Konut kiralamalarında son yıllarda artan gerginlikler, ev sahipleri ile kiracılar arasındaki ilişkileri köklü biçimde değiştirdi. Kira tespit davalarının çoğalması, tahliye süreçlerinin zorlaşması ve ödeme aksaklıklarına yönelik endişeler, birçok ev sahibini daha en baştan güvence arayışına yöneltti.
Eskiden yalnızca depozito, peşin kira ve komisyon gibi standart talepler konuşulurken, bugün kiralama aşamasında istenen belgeler kapsamlı bir listeye dönüştü. Findeks raporu, kefil, sabıka kaydı, banka hesap dökümleri ve tahliye taahhütnameleri artık pek çok ev sahibinin olmazsa olmazı haline gelirken, bunlara son dönemde hızla yayılan yeni bir uygulama daha eklendi: Senet şartı. Bazı ilanlarda her ay için ayrı senet talep edilirken, kimi ev sahiplerinin evdeki eşyalar için yüksek tutarlı senet imzalattığı da görülüyor. Tüm bu gelişmeler, uygulamanın hukuki yönü ve yaratabileceği riskler konusunda uzmanları açıklama yapmaya zorladı.
Senet Şartı Neden Arttı?
Kira ilişkisinde tarafların yükümlülüklerini yerine getirmemesi halinde yaşanan sorunlar, senet talebinin görünenden daha hızlı yayılmasına neden oldu. Gayrimenkul hukuku üzerine çalışan uzmanlara göre, ev sahiplerinin kira gelirini güvence altına alma isteği bu tercihte belirleyici unsur. Bir yıllık sözleşme yapan bazı mal sahiplerinin 12 adet senedi önceden imzalatmayı istemesi, hukuken mümkün olmakla birlikte belirli koşullara bağlı.
Uzmanlar, kira sözleşmesinde yer almayan hiçbir senedin imzalanmaması gerektiğini vurguluyor. Senetlerin ciro edilebilir niteliği nedeniyle, sözleşmeye yazılmayan bir belgenin kiracıyı hem kira borcu hem de senet borcu ile karşı karşıya bırakabileceği ifade ediliyor. Eğer senetler sözleşmede açıkça belirtilmişse, düzenleme yeri, tarihi, tutarı ve düzenlenme amacı metin içinde net şekilde yer almalı. Aksi durumda senedin üçüncü kişilere devredilmesi halinde kiracı ciddi bir hukuki süreçle karşılaşabiliyor.

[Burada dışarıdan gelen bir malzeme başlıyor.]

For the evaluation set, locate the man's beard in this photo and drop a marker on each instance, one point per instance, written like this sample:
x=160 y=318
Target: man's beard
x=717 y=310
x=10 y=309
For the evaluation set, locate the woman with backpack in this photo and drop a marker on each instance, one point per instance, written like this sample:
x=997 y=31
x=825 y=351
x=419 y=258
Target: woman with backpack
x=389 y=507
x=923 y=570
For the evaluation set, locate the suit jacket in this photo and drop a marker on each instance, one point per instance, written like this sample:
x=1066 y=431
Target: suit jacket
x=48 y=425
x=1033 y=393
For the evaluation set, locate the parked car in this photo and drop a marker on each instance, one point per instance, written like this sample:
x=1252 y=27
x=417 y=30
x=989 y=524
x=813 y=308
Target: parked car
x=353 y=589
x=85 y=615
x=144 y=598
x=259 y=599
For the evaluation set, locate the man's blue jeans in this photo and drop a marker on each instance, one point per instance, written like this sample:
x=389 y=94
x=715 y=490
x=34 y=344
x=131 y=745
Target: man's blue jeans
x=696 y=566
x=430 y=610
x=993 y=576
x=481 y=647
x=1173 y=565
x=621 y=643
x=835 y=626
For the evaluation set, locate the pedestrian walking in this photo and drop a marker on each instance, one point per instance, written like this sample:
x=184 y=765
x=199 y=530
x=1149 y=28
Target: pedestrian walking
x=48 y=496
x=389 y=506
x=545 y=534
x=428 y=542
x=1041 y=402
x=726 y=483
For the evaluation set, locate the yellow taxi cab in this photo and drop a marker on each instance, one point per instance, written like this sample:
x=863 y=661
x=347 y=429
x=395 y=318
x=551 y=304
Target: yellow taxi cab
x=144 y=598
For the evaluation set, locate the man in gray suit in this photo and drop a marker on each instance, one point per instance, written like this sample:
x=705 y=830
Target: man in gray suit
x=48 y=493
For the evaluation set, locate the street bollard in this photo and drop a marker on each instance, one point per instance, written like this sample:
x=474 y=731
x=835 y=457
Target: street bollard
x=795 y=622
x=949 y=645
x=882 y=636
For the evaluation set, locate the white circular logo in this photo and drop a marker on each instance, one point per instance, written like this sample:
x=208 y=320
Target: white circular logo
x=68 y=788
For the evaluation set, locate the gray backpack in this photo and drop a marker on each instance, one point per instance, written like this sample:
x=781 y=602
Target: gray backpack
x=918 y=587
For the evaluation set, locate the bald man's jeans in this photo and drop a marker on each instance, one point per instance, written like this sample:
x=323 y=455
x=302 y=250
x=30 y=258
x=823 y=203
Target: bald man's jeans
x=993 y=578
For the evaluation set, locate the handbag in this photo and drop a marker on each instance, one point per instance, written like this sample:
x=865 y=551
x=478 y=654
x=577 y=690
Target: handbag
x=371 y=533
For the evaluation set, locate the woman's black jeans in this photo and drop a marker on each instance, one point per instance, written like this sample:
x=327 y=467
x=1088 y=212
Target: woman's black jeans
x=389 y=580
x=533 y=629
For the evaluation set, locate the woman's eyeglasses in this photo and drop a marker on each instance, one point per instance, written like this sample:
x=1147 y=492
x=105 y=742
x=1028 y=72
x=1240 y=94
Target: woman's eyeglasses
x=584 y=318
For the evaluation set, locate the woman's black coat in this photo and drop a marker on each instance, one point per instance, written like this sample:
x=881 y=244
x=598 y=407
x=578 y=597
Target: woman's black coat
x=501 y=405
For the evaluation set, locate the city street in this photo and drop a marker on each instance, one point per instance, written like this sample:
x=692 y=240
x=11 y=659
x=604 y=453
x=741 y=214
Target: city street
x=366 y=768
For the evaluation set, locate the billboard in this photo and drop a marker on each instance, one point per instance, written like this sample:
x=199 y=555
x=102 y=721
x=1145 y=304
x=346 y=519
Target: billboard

Bu noktada bir başka kritik detay, depozito için talep edilen senetlerin sınırları. Türk Borçlar Kanunu’na göre kiracıdan istenebilecek güvence bedeli üç aylık kira tutarını aşamaz. Bu nedenle, fahiş depozito adı altında yüksek bedelli senet istenmesi geçersiz sayılıyor.
Demirbaşlar, evdeki eşyalar veya başka herhangi bir gerekçe için senet talep edilmesi de yasal dayanak taşımıyor. Buna karşın bazı ev sahiplerinin yıllık kira bedelini düşük gösterip, kalan tutar için ayrıca senet düzenlettiği görülüyor. Bu yöntemle vergi yükünü azaltmayı hedefleyen mal sahipleri ve bu uygulamayı kabul eden kiracılar ise son dönemde sıkılaşan mali denetimler nedeniyle cezai yaptırımlarla karşılaşma riski taşıyor.
Uzmanlardan Net Uyarılar
Hukukçular, kiracıların özellikle sözleşmeye eklenmemiş senetleri kesinlikle imzalamaması gerektiğini belirtiyor. Böyle bir durum fark edilirse senedin iptali talep edilmeli ya da sözleşmeye ek bir protokol düzenlenmesi istenmeli. Ev sahibi bu talebi kabul etmezse, kiracının “borçlu olmadığının tespiti” davası açma hakkı bulunuyor. Kiralamanın ilerleyen dönemlerinde doğabilecek sorunlar nedeniyle, her senedin niteliği ve kullanım amacı sözleşmede açıkça belirtilmeli.
Sektör temsilcilerinden gelen bilgiler de tabloyu destekliyor. Bazı ev sahiplerinin çifte güvence sağlama amacıyla senet talep ettiği, ancak kötü niyetli kullanımda kiracının ciddi mağduriyet yaşayabileceği aktarılıyor. Senetlerin geri alınamaması, eve erken çıkışlarda yaşanan sorunlar ve borcun üçüncü kişilere geçmesi, uygulamanın en kritik riskleri arasında yer alıyor. Gayrimenkul uzmanları, sözleşmenin zaten tarafların karşılıklı güvencesi olduğunu hatırlatarak, senet talebinin kiralama sürecinde daha büyük sorunlara yol açabileceğine dikkat çekiyor.